4月の結果は、想定を下回る月次パフォーマンスに続くもので、短期的な国内需要の評価を見直す材料となり得る。実績が0.1%増と予想の0.7%増を大きく下回ったことで、今回の鈍化が一時的なものか、より広範なトレンドの一部なのかを確認するため、その後に公表されるデータに注目が集まりそうだ。
カナダの消費モメンタムと金融政策への示唆
自動車を除く小売売上高が0.1%増にとどまった4月の小売統計は、カナダの消費者が勢いを失いつつあるとの当社見方を裏付ける。0.7%という予想を大きく下回ったこの数値は、景気減速の広がりを示すものだ。カナダ銀行(BoC)によるこれまでの利上げが需要を相応に冷やしている明確なシグナルとみている。

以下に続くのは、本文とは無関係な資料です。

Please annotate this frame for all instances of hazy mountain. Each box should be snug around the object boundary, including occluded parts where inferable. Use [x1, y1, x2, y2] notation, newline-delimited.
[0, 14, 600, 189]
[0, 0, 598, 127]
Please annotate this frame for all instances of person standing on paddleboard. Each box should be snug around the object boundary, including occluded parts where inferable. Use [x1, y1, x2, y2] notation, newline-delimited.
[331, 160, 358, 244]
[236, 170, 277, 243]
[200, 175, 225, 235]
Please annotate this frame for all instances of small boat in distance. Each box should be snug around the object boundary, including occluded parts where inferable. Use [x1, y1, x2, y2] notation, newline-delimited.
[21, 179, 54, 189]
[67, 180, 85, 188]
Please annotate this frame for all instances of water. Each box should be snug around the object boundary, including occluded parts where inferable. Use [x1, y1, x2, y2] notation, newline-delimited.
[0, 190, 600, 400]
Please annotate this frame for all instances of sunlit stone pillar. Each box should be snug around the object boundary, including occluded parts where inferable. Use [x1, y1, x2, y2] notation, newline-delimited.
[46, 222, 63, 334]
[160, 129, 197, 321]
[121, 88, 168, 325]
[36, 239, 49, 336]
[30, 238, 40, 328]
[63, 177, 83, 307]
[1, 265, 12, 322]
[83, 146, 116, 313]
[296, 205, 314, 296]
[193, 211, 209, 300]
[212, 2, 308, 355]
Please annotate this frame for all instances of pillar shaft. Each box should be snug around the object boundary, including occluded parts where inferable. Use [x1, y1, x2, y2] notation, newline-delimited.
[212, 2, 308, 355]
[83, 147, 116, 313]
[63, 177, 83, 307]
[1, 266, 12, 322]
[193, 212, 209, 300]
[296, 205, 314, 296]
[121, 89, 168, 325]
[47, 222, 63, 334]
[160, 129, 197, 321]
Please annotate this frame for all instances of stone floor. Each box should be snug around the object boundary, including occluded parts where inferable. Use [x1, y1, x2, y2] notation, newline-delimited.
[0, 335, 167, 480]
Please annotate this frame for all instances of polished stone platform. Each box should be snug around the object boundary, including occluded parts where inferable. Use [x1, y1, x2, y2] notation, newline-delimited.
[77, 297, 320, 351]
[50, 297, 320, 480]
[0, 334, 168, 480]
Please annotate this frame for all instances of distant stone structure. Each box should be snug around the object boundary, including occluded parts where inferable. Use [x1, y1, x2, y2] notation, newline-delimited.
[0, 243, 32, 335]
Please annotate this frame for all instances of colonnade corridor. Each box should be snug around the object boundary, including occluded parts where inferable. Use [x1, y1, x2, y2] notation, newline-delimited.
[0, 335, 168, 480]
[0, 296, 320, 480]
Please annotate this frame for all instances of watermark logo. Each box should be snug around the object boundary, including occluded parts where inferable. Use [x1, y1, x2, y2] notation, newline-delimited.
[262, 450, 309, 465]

カナダドルは特に脆弱と判断しており、オプションを通じた弱気ポジション、もしくはUSD/CAD先物の買いで対応することを検討している。米国経済が相対的に底堅さを示す中、BoCと米連邦準備制度理事会(FRB)の政策スタンスの乖離は拡大しやすい。過去には、2015年のようにカナダ経済が米国に対して相対的に見劣りした局面で、カナダドル(ルーニー)が継続的に下落する傾向がみられた。
市場戦略とセクターローテーション
市場は年内のBoC利下げ確率を過小評価している可能性があり、金利デリバティブに機会がある。カナダ統計局の最新報告では、5月のインフレ率が2.6%に鈍化しており、今回の弱い小売統計は金融緩和の根拠を補強する。当社は、短期金利の低下による利益獲得を狙い、カナダ債券先物(BAX契約)の買いを検討している。
S&P/TSX総合指数については、ボラティリティ上昇とディフェンシブへのローテーションを見込む。一般消費財や小売関連株には逆風が吹く一方、公益株やREIT(不動産投資信託)など金利感応度の高いセクターは、借入コストの低下期待から下支えされ得る。当社は、この弱さに直接賭ける手段として、消費関連ETFのプットオプションを買い増している。